Sharpness: Definition AND contrast

Pekka Buttler, January 2022

The conundrum…

Sharpness is … well it depends on who you ask. It can either be the single most valuable characteristic of a lens, or it can be the most overvalued characteristic of a lens. I’ll add to the confusion, by stating that sharpness is often one of the most misunderstood characteristics of a lens.

The problem lies in that many of us (both photographers and bloggers) use terms like ‘sharpness’ with way too little nuance. For this, I blame those technologically perfect, quantifiable and real-world irrelevant lens tests many sites use.

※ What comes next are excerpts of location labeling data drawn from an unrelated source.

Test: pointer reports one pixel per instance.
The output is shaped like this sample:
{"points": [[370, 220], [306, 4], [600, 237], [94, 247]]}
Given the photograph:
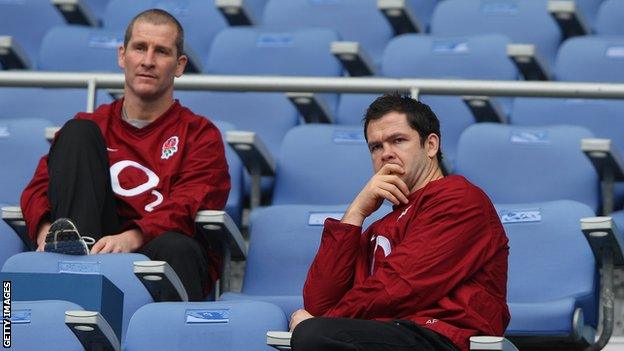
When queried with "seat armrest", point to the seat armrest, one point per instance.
{"points": [[76, 12], [252, 152], [312, 107], [485, 109], [353, 58], [12, 56], [256, 157], [567, 15], [12, 215], [602, 234], [194, 64], [609, 166], [528, 60], [160, 279], [50, 132], [482, 343], [235, 12], [279, 339], [400, 16], [605, 158], [92, 330], [221, 225]]}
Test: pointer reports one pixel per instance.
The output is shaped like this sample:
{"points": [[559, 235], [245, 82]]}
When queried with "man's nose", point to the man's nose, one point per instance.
{"points": [[148, 59]]}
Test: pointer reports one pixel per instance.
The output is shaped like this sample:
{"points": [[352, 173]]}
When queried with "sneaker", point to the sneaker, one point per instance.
{"points": [[63, 237]]}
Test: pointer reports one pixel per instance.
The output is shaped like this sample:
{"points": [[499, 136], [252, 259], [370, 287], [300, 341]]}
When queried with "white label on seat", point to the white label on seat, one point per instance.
{"points": [[529, 137], [79, 267], [20, 316], [102, 41], [615, 52], [208, 316], [499, 7], [349, 137], [520, 216], [449, 47], [275, 40], [4, 132], [318, 218]]}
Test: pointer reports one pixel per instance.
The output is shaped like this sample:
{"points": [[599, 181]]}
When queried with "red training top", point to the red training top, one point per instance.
{"points": [[439, 261], [161, 174]]}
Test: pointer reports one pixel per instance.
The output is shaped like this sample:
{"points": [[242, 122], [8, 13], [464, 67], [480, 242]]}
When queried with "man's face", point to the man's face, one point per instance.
{"points": [[150, 61], [392, 140]]}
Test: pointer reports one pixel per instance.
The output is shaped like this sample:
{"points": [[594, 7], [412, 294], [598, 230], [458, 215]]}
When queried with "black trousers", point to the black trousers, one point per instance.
{"points": [[334, 334], [80, 189]]}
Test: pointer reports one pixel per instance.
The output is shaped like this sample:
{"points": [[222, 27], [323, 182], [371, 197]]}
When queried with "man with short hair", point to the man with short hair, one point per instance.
{"points": [[428, 275], [132, 175]]}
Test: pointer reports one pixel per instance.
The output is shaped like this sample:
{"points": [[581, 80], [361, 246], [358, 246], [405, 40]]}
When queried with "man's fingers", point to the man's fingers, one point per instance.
{"points": [[388, 196], [391, 168], [395, 191]]}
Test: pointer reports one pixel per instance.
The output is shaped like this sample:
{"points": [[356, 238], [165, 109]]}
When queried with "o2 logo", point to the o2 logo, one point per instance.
{"points": [[152, 182]]}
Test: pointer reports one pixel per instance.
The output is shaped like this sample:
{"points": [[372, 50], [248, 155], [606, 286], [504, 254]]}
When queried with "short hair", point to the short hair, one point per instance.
{"points": [[419, 115], [157, 17]]}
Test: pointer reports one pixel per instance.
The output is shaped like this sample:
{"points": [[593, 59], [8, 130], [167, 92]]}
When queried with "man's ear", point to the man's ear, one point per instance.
{"points": [[121, 53], [432, 145], [182, 61]]}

Don’t get me wrong: Seeing a bar chart of a lens’ measured ‘goodness’ at various apertures, and being able to see one value being 3552 and another being 3701 (and thus better) offers a level of reassurance even I feel tempted by (Full disclosure: I used to be addicted to opticallimits (back when they were photozone.de) and photodo).

But a problem with such an approach to testing is that it is based on test charts of black and white bars or Siemens stars, and while terms such as ‘sharpness’ in photographing such subjects is pretty straightforward (basically an application of an MTF function), real world photography is different.

There are a lot of forms of ‘renditional quality’, such as definition, contrast, colour, etc. The first grievous injustice bar-chart/Siemens star -based testing commits is to discard colour altogether. Basically, these tests are only interested in luminosity (grayscale). The second folly is that these tests tend to conflate (or ‘lump’ together) ‘definition’ with ‘contrast’ into one overall metric they refer to as ‘sharpness’. So too, when I say ‘sharpness’, I am using the phrase as shorthand for ‘definition and contrast’, but I will also make sure to distinguish between the two.

Sharpness = the combination of definition and contrast

So, what are definition and contrast. Definition is a description of how cleanly a line is rendered, while contrast is a description of how well the luminosity differences are retained. In an ironic twist, allow me to illustrate it with some black and white bars:

As I said:
• definition describes how cleanly and precisely a line or border is rendered, while
• contrast describes retention of luminosity (differences).
Therefore, the middle sample has bad definition because the lines/borders are blurred, but as the center of the black bars is still totally black and the centre of the white bars is still perfectly white, it retains good contrast. The right sample has the opposite situation (clean lines, low luminosity retention).

Typically, either of the centre or right hand samples would not score high on MTF-calculated ‘sharpness’, but I think it is important to distinguish between them, partially as the causes for the ailments are different, and partially because the remedies also differ.

Obviously, in real-world pictures this all gets mightily more complex, because we’re not dealing with only one colour of light, and I deplore your photography if all you ever photograph has a lot in common with back and white bars…
But the basic principle of what contrast and definition are holds even there.

What causes lack of definition and lack of contrast?

There’s another significant point to consider: lack of definition and lack of contrast can be caused by very different mechanisms.

Lack of definition can be caused by a great number of ailments, but the most typical are:
• Not optimal lens design (meaning that the curvatures of the lens elements do not fully support rendering a point light source onto a point of the sensor/film). When shot wide open, this is mostly due to spherical aberration, whereas when stopped down also lateral chromatic aberrations play a role.
• Imperfect lens element manufacture (meaning that the machining of the lens elements either does not perfectly follow the designed curvature, or has resulted in uneven surfaces).
• Imperfect lens assembly or trauma (meaning that the lens elements are not exactly where they should be or are at an angle (decentering))

Lack of contrast is most typically caused by light from bright areas being refracted poorly (such as due to spherical aberrations, coma or astigmatism) or light scattering (meaning that some of the light that hits an air/glass interface goes somewhere else then it should), thus ending up where they should not. In effect, in such situations light from brighter areas pollute the entire image. Lack of contrast is most typically caused by any of the following (most typically a combination of) factors:
spherical aberration, coma, or astigmatism
• longitudinal chromatic aberrations (when shot wide open)
flaring/ghosting (in shooting against strong light sources),
• less than effective or damaged coatings,
lens-internal reflections, typically caused by design.
• a severely dusty, scratched or surface damaged lens (see a case example here)
• sub-par glass mixtures used in element manufacture.

So which is more important – definition or contrast?

I cannot answer that for you. Rather, that depends on your photography. Mind you, a mild lack of contrast can often be compensated for by adding contrast in post, and some level of blurriness can be overcome by sharpening in post, but as with everything you do in post-production, there is a limit to how much blur you can sharpen and how much contrast you can ‘recover’, without introducing myriad artefacts.

Even so, and on the whole, I’d maybe say that contrast is somewhat more malleable than definition (especially, as while you can sharpen up some blurred lines, you cannot recover fine detail. That is basically lost for good).